Neuromorphic nanocluster networks: Critical role of the substrate in nano-link formation

TL;DR

This study uses molecular dynamics simulations to explore how gold nanoclusters form and break synaptic bridges on a carbon substrate, highlighting the substrate's critical role in neuromorphic nanocluster network dynamics.

Contribution

It provides an atomistic understanding of synapse formation and rupture in neuromorphic nanocluster networks, emphasizing the substrate's influence on these processes.

Findings

Gold atom diffusion along the substrate drives bridge formation.

A threshold bias voltage is required to induce bridge rupture.

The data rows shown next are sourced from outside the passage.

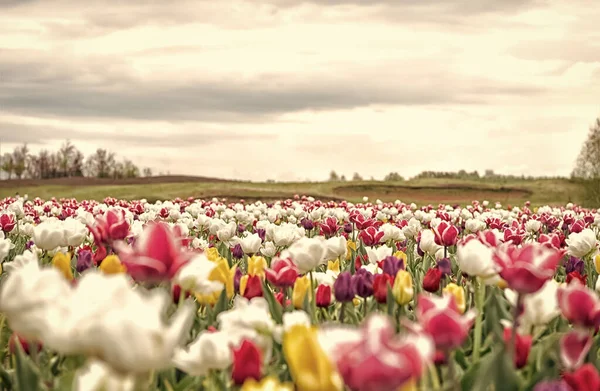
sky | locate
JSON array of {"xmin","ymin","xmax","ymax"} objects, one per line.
[{"xmin": 0, "ymin": 0, "xmax": 600, "ymax": 181}]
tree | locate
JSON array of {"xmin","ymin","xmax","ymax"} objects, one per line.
[
  {"xmin": 383, "ymin": 172, "xmax": 404, "ymax": 182},
  {"xmin": 352, "ymin": 172, "xmax": 363, "ymax": 181},
  {"xmin": 571, "ymin": 118, "xmax": 600, "ymax": 206}
]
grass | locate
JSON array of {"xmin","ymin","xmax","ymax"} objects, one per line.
[{"xmin": 0, "ymin": 177, "xmax": 581, "ymax": 206}]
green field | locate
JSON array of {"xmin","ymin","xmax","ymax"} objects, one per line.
[{"xmin": 0, "ymin": 177, "xmax": 581, "ymax": 205}]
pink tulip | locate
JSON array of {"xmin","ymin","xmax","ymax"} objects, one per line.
[
  {"xmin": 335, "ymin": 315, "xmax": 434, "ymax": 391},
  {"xmin": 560, "ymin": 330, "xmax": 592, "ymax": 370},
  {"xmin": 115, "ymin": 222, "xmax": 195, "ymax": 282},
  {"xmin": 494, "ymin": 243, "xmax": 562, "ymax": 294},
  {"xmin": 88, "ymin": 209, "xmax": 129, "ymax": 245},
  {"xmin": 557, "ymin": 280, "xmax": 600, "ymax": 328},
  {"xmin": 417, "ymin": 294, "xmax": 476, "ymax": 351},
  {"xmin": 433, "ymin": 221, "xmax": 459, "ymax": 247}
]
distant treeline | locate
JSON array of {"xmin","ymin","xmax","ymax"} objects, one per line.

Substrate effects are crucial for synapse dynamics in nanocluster networks.

Abstract

Atomic cluster-based networks represent a promising architecture for the realization of neuromorphic computing systems, which may overcome some of the limitations of the current computing paradigm. The formation and breakage of synapses between the clusters are of utmost importance for the functioning of these computing systems. This paper reports the results of molecular dynamics simulations of synapse (bridge) formation at elevated temperatures and thermal breaking processes between 2.8 nanometer-sized Au$_{1415}$ clusters deposited on a carbon substrate, a model system. Crucially, we find that the bridge formation process is driven by the diffusion of gold atoms along the substrate, however small the gap between the clusters themselves. The complementary simulations of the bridge-breaking process reveal the existence of a threshold bias voltage to activate bridge rupture via Joule heating. These results provide an atomistic-level understanding of the fundamental dynamical processes occurring in neuromorphic cluster arrays.